Feeds:
Beiträge
Kommentare

Die von uns aus gesehene linke Schulter des Orion oder das Auge des Stiers werden durch Sterne gekennzeichnet, die auffallend orange bis rot leuchten. Es sind rote Riesen, also Sterne, die schon sehr alt und mittlerweile viel größer als unsere Sonne sind.

Das James Webb Space Telescope der NASA untersucht Phänomene im Weltraum. Dabei schaut es sich nicht nur die für unsere Augen sichtbaren Dinge an. Es ist mit Sensoren für Wärmestrahlung ausgerüstet. Dadurch lassen sich oft mehr Details erkennen oder Objekte, die hinter Sichtbarem verborgen liegen.

11. Türchen – Mars

Unser Nachbarplanet Mars ist etwa halb so groß wie unsere Erde. Sein eisenhaltiger roter Wüstensand gibt ihm seine charakteristische Farbe. Auch am Abendhimmel kann man Mars durch seine rötliche Farbe gut von den anderen Planeten unterscheiden.

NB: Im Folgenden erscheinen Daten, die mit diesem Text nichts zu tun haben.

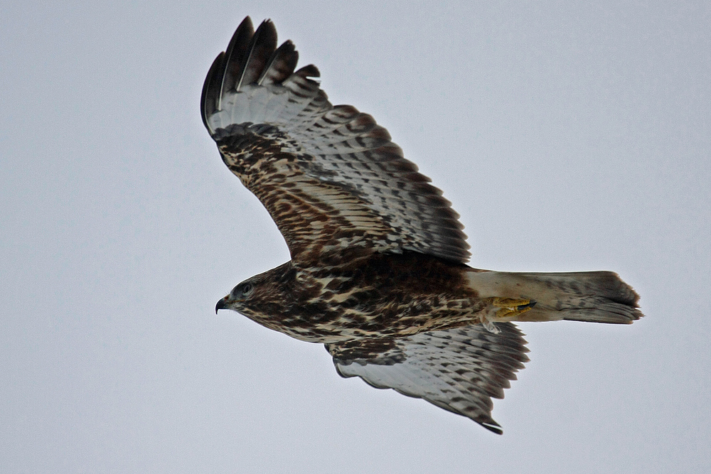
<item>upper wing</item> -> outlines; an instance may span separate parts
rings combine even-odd
[[[471,418],[501,434],[491,418],[491,397],[528,360],[526,341],[510,323],[497,334],[481,325],[420,333],[407,338],[350,340],[326,345],[341,377],[360,377],[370,385],[395,389]]]
[[[333,107],[311,65],[294,72],[269,20],[249,17],[215,60],[203,121],[223,159],[276,222],[295,259],[368,247],[468,260],[463,226],[442,191],[373,117]]]

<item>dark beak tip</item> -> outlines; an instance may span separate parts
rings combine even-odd
[[[220,309],[225,309],[225,298],[222,298],[221,300],[220,300],[219,301],[218,301],[218,303],[216,305],[215,305],[215,314],[217,314],[218,311],[219,311]]]

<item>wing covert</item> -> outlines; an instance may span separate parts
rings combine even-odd
[[[223,159],[262,201],[294,259],[345,247],[411,250],[465,262],[469,245],[442,191],[387,131],[333,107],[291,41],[249,17],[205,81],[203,120]]]
[[[501,434],[491,418],[491,397],[503,398],[503,389],[528,362],[528,350],[515,325],[496,326],[498,334],[476,325],[326,347],[341,377],[424,399]]]

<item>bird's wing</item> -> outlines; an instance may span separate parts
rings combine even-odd
[[[341,377],[360,377],[379,389],[424,399],[501,434],[491,397],[528,360],[526,341],[510,323],[493,333],[481,325],[420,333],[402,338],[355,340],[326,345]]]
[[[246,18],[203,88],[203,121],[223,161],[276,222],[294,259],[366,247],[465,262],[469,245],[442,191],[373,118],[333,107],[291,41]]]

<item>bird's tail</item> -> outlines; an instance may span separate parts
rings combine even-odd
[[[510,273],[474,271],[469,284],[492,298],[493,321],[575,321],[631,324],[643,316],[639,296],[612,271]],[[526,303],[525,300],[530,300]],[[512,301],[506,310],[506,303]]]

Die Nachtseite der Erde wurde schon mehrfach von Raumsonden fotografiert. Deutlich sind auf dem Foto von Europa die hell erleuchteten Städte zu sehen. Was auf dem ersten Blick recht schön aussieht, zeigt aber, wieviel künstliches Licht die Menschen heute aussenden und wie sie somit die Nächte erheblich aufhellen. In der heutigen Zeit ist es sehr schwierig noch Orte auf der Erde zu finden, von wo aus man noch einen richtig dunklen Sternhimmel bestaunen kann.

Der Wintersternhimmel ist reich an Sternen und hellen Sternbildern. Die hellsten Sterne der sechs Sternbilder Fuhrmann, Zwillinge, kleiner und großer Hund, Orion und Stier spannen ein großes Sechseck am Himmel auf.

8. Türchen – Vollmond

Heute lässt sich zum letzten Mal in diesem Jahr der Vollmond bestaunen. Mit bloßem Auge lassen sich auf dem Mond Krater und Meere aus erkalteter Lava erkennen. Sie laden dazu ein, Figuren und Gesichter zu suchen. Schon früh am Morgen, kurz nach 6 Uhr, verdeckt der Mond den Planeten Mars für etwa ein Stunde.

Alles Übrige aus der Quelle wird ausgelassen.